Russian ambassador to NATO Aleksandr Grushko (file photo)
Russian ambassador to NATO Aleksandr Grushko (file photo)

The joint NATO-Russia Council is set to meet for a third time this year on October 26, with Ukraine and Afghanistan on the agenda.

NATO ambassadors and Russian envoy Aleksandr Grushko will gather at the alliance's headquarters in Brussels, as relations between the West and Moscow have been seriously strained over Russia's illegal annexation of Ukraine's Crimea region in March 2014 and because of Moscow's backing of separatists in eastern Ukraine.

Fighting between Kyiv's forces and the separatists who hold parts of Ukraine’s Donetsk and Luhansk regions has killed more than 10,000 people since April 2014. Several cease-fire deals announced as part of the Minsk accords -- signed in September 2014 and February 2015 pacts to put an end to the conflict -- have failed to hold.

Amid strained ties, there has been a series of potentially dangerous close encounters between Russian and NATO warplanes and naval vessels in recent months.

The Russia-NATO Council -- a forum intended to prevent tensions from escalating -- last met in July.

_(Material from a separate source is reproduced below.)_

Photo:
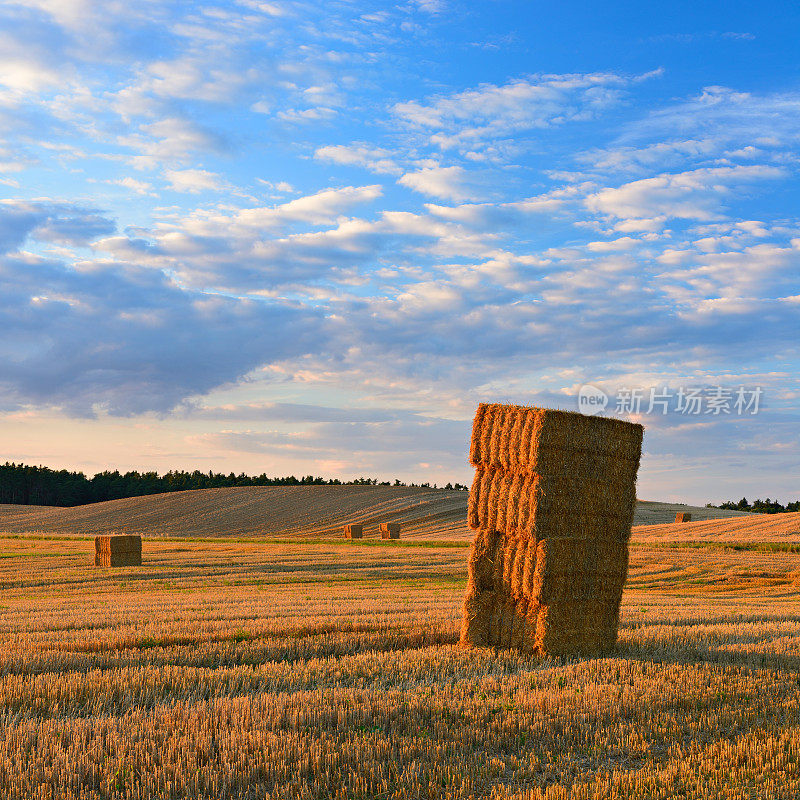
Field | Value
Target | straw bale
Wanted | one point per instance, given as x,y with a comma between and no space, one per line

NATO Secretary-General Jens Stoltenberg's office said last week that the October 26 meeting will focus on the conflicts in Ukraine and Afghanistan, as well as on ways of reducing the risk of clashes and accidents during military exercises and border surveillance.

Petr Pavel, who is chief of NATO's Military Committee, said on October 25 that Afghanistan will be on the order of business because it is in the interest of both NATO and Russia to fight terrorism.

Russia's special envoy to Afghanistan, Zamir Kabulov, said last week he would address the NATO-Russia Council to explain Russia's assessment of the current situation in Afghanistan and its future potential, according to comments carried by the Interfax news agency.

The Western-backed government in Kabul is struggling to beat back insurgents in the wake of the exit of most NATO forces in 2014.

Asked about reports that Moscow is supplying arms to the Afghan Taliban, which U.S.-led coalition forces are fighting, Pavel said he had not seen any hard evidence of this.

However, he said he has seen reports that Russia is providing fuel to companies that in turn sell such fuel to the militants.

The commander of U.S. military operations in Afghanistan, General John Nicholson, told a U.S. Senate committee in February that Russia had significantly increased its covert and overt support for the Taliban, with a goal of "undermining the United States and NATO."

And in March, U.S. General Curtis Scaparrotti, NATO's supreme allied commander in Europe, told U.S. lawmakers that he had seen evidence of increasing Russian efforts to influence the Taliban "and perhaps even to supply" the militant group.

He did not say if he meant weapons or other kinds of equipment.

Russia has rejected the allegations.

The NATO and Russian ambassadors are also expected to discuss the Zapad military exercise that Russia held with Belarus in September, which brought thousands of troops close to NATO's eastern members and caused concerns about Moscow's intentions given its military interference in Ukraine.